Instructor in English
Freshman year, Ms. Carter told us that a girl named Alice was coming to live in Isham, that she’d been here before but had been gone on a medical leave. She said we should be welcome to her and all the usual things, so we were all getting ready to go into her room and break her out of her shell, because she was probably pretty nervous to come back…But there Alice was, in the common room, introducing herself to everyone, no one had to hunt her out of her room, and she was just schmoozing it up with everyone. It just said a lot about her personality that here’s a kid nobody knows, and she’ll just come out, and there she is, that’s Alice.

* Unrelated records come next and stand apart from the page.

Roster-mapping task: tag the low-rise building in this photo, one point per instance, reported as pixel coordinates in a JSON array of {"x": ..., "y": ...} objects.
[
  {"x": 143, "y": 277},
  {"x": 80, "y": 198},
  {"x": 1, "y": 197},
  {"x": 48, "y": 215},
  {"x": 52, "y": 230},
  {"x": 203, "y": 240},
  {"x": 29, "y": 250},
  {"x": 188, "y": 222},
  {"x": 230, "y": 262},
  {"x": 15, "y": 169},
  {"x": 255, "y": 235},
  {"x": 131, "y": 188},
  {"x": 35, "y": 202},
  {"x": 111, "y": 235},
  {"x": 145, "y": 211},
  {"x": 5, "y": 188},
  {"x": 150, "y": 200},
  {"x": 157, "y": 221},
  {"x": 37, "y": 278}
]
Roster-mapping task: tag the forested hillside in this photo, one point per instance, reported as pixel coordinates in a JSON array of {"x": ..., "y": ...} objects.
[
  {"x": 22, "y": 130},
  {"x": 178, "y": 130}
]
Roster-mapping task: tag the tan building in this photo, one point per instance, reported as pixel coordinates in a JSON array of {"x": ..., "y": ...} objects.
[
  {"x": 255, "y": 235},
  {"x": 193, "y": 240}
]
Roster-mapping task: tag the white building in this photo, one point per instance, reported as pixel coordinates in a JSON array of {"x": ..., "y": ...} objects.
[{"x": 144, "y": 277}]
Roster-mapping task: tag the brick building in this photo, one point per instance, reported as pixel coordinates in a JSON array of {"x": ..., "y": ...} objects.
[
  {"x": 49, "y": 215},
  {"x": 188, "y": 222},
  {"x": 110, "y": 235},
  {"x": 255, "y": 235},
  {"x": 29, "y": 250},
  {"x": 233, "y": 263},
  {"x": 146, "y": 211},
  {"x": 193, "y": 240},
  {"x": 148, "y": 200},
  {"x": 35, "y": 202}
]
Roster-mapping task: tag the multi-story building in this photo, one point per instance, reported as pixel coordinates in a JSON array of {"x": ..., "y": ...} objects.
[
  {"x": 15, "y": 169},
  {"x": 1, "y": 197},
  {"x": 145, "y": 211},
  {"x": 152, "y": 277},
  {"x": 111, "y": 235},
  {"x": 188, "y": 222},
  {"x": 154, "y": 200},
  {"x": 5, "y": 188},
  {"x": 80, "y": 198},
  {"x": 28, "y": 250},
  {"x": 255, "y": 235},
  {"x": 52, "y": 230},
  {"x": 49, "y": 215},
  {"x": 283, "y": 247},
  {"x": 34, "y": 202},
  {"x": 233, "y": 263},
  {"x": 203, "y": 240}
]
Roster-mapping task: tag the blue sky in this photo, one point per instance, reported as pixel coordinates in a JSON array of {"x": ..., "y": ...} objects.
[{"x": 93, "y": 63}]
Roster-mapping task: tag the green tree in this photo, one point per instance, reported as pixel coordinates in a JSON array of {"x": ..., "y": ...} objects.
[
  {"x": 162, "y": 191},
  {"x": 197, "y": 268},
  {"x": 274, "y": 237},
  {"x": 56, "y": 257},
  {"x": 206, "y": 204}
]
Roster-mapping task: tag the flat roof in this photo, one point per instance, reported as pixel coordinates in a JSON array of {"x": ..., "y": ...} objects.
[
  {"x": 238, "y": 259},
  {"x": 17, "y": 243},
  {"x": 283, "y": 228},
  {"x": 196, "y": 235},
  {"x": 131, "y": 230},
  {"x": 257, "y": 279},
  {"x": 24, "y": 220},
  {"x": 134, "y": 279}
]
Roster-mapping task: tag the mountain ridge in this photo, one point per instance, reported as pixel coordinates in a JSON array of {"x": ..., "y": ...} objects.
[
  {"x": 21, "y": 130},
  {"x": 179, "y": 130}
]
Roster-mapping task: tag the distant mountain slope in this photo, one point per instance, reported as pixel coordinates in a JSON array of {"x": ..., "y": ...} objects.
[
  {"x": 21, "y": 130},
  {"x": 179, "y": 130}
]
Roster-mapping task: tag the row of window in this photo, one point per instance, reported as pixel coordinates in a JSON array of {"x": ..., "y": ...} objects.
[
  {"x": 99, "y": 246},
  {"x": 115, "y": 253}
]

She just appreciated so many things, which I think is so important. I kept up with her after freshman year, and I talked to her the day before her bone marrow transplant, and she was just really optimistic and appreciative. I think that a lot of people would not be so thrilled about going through a big operation like that, but she never ever complained.
-Emily Adler ‘12
One thing that was quintessential Alice was her Halloween Dance costume. She had a pimp hat and a huge pimp fur coat. And she went down the halls looking for grillz, down the halls seeing if anyone had tin foil. That was just so funny, she was a pimp god and Karen Morales ’12 was her ho. She was always just so inappropriate like that.
Her soda drinking habits were really funny. Dr. Long and Ms. Hawthorne were always telling her to drink more water, and so one night Ms. Hawthorne took her Mountain Dew and poured it down the sink. She paid [Alice] back and stuff but she was so mad. She came up to Alex’s room and she was so mad at Ms. Hawthorne, and after that she always wanted us to come down to sign in with her, and we were always like, “She’s okay, it’s going to be okay.” [Alice] would have us smuggle soda from the vending machines after that.